From inches away, Mr. Stromeyer’s frantic voice carried out of the receiver. Something about the ice machine going haywire and a leak in the upstairs bathroom.

Blake nodded and
mmhmmed
a few times. As Mr. Fixit in their house, Blake repaired anything and everything. Especially at inopportune times. Like during a date.

“Okay, Stro, I’ll be right there.” He hung up and pressed his head against the back of the couch. “I’m so sorry. Can we continue this later?”

“No problem.” But the space between my thighs said this was a big problem. A painful ache pulsed through my core. I’d just been female blue balled. Did that make Mr. Stromeyer a vagina blocker? I’d save a special stink eye for him next time I went to the frat.

He looked at me through his long lashes and licked his lips. Leaning in, he planted a soft kiss on my forehead.

“I promise, it’ll be worth the wait,” he whispered into my ear.

A shudder wracked my body. I knew just how good it would be.

I tossed from side to side in bed, unable to sleep, too keyed up from the date. I clicked on the lamp on my nightstand and made my way over to the closet. Pushing past a pile of folded sweaters, I grabbed the stack of envelopes and brought them back to the bed. I tucked a pillow beneath my chest, lying on my stomach, surveying the envelopes fanned out across my ratty comforter. Quite a few were from the law firm, but a good chunk were addressed from the prison. Every single one remained unopened. I was not sure I could handle anything my dad decided to dish. But now, after months of agonizing over the
what ifs
, fighting back the pangs of missing him, I just wanted to hear his side.
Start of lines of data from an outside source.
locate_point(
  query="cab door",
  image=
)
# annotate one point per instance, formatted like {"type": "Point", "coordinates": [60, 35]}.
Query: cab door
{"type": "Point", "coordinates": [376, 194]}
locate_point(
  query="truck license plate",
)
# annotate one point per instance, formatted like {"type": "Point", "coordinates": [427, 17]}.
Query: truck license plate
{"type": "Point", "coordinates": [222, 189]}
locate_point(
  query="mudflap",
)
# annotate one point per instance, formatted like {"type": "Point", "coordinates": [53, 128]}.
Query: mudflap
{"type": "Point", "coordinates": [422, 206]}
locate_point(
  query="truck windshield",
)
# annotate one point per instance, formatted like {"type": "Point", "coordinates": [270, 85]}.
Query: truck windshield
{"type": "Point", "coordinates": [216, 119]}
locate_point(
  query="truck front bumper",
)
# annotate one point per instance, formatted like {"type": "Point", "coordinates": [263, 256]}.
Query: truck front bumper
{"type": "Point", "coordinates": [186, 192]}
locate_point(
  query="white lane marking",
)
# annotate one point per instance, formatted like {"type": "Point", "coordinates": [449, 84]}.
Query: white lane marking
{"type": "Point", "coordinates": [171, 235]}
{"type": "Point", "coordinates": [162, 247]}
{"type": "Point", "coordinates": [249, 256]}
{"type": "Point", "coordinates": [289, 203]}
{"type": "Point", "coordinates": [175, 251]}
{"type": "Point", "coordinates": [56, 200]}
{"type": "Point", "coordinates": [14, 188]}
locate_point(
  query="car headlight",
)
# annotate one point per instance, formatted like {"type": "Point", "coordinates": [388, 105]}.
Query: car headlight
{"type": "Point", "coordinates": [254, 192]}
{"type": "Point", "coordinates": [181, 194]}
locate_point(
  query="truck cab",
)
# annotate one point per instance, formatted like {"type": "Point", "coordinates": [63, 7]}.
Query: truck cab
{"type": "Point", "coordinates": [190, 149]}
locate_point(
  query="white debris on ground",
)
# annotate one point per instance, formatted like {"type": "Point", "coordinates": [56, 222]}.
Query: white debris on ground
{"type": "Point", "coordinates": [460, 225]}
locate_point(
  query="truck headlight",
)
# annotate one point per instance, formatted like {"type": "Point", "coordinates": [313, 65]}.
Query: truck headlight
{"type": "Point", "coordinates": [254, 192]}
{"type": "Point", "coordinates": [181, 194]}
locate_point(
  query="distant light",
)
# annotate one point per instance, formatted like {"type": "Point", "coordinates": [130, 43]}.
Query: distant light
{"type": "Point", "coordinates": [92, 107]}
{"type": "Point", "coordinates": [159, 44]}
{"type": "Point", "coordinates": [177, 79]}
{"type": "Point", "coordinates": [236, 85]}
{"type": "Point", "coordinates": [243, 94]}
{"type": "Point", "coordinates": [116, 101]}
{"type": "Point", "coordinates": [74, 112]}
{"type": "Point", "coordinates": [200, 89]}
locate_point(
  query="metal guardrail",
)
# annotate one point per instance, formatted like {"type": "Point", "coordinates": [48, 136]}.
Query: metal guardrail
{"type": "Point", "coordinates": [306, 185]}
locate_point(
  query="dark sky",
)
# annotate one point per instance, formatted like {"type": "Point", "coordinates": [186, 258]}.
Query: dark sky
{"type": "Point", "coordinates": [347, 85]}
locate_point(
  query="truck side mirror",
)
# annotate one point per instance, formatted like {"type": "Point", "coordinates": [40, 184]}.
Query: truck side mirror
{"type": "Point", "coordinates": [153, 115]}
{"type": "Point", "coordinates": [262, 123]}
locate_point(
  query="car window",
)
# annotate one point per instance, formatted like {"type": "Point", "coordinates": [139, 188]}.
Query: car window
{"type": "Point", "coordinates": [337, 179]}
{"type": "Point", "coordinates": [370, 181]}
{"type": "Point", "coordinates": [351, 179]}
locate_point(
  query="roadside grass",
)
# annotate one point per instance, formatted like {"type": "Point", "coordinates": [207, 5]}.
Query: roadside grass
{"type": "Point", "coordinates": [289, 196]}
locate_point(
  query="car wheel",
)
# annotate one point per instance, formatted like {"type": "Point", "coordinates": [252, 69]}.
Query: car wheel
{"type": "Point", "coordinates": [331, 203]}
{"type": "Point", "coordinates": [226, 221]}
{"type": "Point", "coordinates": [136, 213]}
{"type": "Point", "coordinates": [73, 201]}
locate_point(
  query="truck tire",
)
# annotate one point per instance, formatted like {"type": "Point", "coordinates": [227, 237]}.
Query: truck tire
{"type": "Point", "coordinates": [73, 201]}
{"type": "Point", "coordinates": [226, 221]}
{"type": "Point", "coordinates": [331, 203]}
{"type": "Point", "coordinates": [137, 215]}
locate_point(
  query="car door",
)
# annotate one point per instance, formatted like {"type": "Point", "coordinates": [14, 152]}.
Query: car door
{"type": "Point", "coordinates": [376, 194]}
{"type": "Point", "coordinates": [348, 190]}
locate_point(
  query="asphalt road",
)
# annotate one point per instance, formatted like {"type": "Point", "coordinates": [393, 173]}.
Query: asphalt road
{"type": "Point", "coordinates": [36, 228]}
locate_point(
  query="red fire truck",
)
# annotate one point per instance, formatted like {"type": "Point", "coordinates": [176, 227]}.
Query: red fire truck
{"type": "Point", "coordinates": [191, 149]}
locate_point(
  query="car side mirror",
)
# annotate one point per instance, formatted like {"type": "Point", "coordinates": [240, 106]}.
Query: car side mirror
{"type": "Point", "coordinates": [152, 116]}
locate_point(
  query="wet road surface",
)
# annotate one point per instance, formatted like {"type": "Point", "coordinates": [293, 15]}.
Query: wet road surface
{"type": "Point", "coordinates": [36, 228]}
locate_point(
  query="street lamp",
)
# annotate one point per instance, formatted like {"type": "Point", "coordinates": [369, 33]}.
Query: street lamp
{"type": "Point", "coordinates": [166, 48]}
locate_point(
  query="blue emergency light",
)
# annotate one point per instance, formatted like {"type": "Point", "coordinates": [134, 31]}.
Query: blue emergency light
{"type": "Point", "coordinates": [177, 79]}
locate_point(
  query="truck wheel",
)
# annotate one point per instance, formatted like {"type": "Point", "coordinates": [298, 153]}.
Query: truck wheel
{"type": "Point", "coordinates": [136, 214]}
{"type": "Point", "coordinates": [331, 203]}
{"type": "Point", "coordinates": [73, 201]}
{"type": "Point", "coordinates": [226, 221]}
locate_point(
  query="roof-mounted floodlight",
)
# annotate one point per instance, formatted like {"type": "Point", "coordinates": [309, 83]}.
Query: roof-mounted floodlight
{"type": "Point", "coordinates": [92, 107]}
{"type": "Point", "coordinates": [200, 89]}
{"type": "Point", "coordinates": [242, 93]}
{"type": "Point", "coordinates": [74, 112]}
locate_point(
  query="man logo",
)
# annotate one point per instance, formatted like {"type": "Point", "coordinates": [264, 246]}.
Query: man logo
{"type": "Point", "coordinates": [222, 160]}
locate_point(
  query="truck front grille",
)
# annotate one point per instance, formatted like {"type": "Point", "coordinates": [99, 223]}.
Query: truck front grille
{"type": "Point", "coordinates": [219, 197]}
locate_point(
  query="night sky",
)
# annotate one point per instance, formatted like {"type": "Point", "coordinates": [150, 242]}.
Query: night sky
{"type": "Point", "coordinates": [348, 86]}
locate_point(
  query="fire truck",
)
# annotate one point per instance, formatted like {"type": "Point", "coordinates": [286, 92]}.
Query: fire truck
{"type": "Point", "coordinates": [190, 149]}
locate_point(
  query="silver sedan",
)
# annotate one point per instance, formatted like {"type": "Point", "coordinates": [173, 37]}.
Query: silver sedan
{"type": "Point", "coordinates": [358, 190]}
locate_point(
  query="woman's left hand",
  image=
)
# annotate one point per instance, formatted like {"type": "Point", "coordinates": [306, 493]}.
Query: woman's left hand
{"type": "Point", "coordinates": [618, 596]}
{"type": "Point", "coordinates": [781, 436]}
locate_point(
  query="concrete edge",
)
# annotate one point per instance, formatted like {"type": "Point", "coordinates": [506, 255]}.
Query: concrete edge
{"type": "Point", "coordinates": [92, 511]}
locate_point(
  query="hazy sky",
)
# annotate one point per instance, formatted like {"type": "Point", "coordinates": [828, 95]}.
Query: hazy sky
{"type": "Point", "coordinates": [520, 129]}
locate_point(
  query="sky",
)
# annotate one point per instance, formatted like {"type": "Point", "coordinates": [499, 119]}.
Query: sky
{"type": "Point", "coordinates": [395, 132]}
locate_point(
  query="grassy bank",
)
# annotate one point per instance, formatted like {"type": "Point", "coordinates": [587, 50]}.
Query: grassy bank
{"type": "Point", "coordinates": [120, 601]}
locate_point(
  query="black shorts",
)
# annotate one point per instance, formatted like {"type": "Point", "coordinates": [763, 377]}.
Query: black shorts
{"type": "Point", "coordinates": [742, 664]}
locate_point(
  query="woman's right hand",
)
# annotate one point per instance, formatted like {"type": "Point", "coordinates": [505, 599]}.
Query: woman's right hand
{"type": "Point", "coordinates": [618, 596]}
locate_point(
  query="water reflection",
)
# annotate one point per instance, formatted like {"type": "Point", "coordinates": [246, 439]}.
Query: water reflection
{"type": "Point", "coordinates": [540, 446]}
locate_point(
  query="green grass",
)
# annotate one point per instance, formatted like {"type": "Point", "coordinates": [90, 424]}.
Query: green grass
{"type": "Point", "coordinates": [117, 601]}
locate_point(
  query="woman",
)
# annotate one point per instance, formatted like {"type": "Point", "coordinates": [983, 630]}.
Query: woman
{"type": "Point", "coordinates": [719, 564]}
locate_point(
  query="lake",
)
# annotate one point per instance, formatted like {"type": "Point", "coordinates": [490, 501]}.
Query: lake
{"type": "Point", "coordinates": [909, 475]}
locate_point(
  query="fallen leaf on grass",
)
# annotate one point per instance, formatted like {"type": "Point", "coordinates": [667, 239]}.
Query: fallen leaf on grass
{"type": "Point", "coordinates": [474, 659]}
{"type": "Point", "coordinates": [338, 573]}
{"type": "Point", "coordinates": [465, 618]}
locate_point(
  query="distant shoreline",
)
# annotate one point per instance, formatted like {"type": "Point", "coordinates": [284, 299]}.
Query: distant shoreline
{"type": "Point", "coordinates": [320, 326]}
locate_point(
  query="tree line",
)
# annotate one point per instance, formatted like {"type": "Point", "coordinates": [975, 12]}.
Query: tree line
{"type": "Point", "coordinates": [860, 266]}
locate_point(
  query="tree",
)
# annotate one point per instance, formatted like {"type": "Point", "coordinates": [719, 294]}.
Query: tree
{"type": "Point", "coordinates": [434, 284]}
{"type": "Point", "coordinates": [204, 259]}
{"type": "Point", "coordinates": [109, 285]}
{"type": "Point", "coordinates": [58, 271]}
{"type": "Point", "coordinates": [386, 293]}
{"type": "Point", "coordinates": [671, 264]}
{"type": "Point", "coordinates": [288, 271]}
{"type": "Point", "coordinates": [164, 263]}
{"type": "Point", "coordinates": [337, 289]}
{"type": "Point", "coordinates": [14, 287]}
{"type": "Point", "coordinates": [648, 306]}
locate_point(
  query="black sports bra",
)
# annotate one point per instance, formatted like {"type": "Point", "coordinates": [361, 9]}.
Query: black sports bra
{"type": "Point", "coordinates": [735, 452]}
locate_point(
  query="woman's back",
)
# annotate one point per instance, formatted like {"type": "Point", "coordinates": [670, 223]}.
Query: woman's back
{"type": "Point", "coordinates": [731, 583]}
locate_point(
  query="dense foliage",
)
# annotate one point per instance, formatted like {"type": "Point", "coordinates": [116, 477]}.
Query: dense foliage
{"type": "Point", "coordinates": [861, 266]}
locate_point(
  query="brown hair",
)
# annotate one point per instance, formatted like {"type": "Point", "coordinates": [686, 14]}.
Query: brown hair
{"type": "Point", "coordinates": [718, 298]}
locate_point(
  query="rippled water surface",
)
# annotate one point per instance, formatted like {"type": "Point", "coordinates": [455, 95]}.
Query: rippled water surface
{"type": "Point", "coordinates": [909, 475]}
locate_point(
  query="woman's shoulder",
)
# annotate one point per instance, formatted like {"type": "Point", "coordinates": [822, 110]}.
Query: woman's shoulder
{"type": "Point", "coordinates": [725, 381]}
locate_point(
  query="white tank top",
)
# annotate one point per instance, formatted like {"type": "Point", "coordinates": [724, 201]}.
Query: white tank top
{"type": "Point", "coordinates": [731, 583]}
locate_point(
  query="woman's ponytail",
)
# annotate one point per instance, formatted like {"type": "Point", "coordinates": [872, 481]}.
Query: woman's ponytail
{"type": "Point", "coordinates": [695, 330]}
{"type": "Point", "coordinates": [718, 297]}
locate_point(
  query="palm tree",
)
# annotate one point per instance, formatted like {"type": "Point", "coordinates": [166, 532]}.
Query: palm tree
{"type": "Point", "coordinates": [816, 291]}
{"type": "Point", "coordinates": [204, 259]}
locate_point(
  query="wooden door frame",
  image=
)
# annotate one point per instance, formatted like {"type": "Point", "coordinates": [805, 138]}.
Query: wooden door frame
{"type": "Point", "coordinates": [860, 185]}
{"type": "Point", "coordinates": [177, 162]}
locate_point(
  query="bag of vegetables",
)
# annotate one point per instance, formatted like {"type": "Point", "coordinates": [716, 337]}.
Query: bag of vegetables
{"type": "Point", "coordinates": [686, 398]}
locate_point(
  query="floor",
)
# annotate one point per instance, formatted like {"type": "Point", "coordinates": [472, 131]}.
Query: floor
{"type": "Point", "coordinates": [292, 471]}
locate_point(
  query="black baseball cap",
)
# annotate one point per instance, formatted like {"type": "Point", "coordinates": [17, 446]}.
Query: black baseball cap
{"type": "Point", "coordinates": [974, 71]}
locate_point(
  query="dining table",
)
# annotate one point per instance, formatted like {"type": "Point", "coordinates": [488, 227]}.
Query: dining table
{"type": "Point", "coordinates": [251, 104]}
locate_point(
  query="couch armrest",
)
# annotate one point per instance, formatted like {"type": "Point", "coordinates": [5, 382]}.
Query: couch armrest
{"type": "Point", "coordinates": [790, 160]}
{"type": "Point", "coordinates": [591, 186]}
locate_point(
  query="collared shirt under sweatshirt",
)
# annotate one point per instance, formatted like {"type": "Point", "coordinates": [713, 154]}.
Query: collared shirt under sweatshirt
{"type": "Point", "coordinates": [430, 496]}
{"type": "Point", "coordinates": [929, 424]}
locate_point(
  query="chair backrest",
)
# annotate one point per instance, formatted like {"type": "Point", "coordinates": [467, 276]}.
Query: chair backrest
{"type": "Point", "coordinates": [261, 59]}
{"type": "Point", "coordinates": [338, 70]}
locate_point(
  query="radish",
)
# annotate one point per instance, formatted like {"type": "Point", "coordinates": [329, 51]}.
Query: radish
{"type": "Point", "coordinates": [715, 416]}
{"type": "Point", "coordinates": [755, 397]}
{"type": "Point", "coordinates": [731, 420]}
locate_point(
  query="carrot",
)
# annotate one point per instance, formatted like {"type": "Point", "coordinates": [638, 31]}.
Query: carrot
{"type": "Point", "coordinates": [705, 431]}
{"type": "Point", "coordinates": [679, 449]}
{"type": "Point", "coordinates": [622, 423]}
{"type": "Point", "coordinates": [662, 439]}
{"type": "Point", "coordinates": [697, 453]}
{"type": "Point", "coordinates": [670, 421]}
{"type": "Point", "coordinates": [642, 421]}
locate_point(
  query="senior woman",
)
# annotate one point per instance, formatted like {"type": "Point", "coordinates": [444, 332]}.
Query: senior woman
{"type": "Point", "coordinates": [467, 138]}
Someone so rational had to have a good reason for taking a life.

My hands shook as I grabbed the first letter, dated one week after he was ushered to the prison. I opened the envelope and gingerly extracted the letter.

Payton,

I don’t expect you to understand the reasons behind your mother’s and my decision for ending things this way. It was a personal choice that no one could decide but your mother. I wish I could explain this in person. A meager piece of paper can’t adequately explain what went on the last few weeks of your mother’s life.

From the moment I met her, I knew I was a goner. Your mother had this way about her, a sort of magnetism that drew everyone to her. She had an inner glow that made me want to be a better person. I see this when I look at you. Even if we share similar features, you have inherited every good characteristic from your mother, from her kindness and compassion to her stubborn streak that made her a top-notch lawyer. I’d do anything for her, Payton. Even go to jail for the rest of my life if it meant I spared her one more day of unmanageable pain.

Do you remember the time you wrote a petition to kick Mom out of the house when you were seven because you were upset she wouldn’t let you sign up for motocross? I decided not to share this with her because it was hurtful and wouldn’t make a difference if she knew or not. You knowing in advance about your mother’s intent to commit suicide would only add to the pain. She wanted her last days with you to be normal, and not for you to treat her differently. I went along with this because I love her, and if I was presented with the same opportunity, I’d do it again. Please understand I didn’t do it to hurt you.

I love you very much. Visitation begins in two weeks. It would mean a lot if you stopped by.

Love,

Dad

I dropped the letter and curled into a tight ball. Sobs wracked through my chest, the need to be wrapped in one of my dad’s hugs so intense my body ached.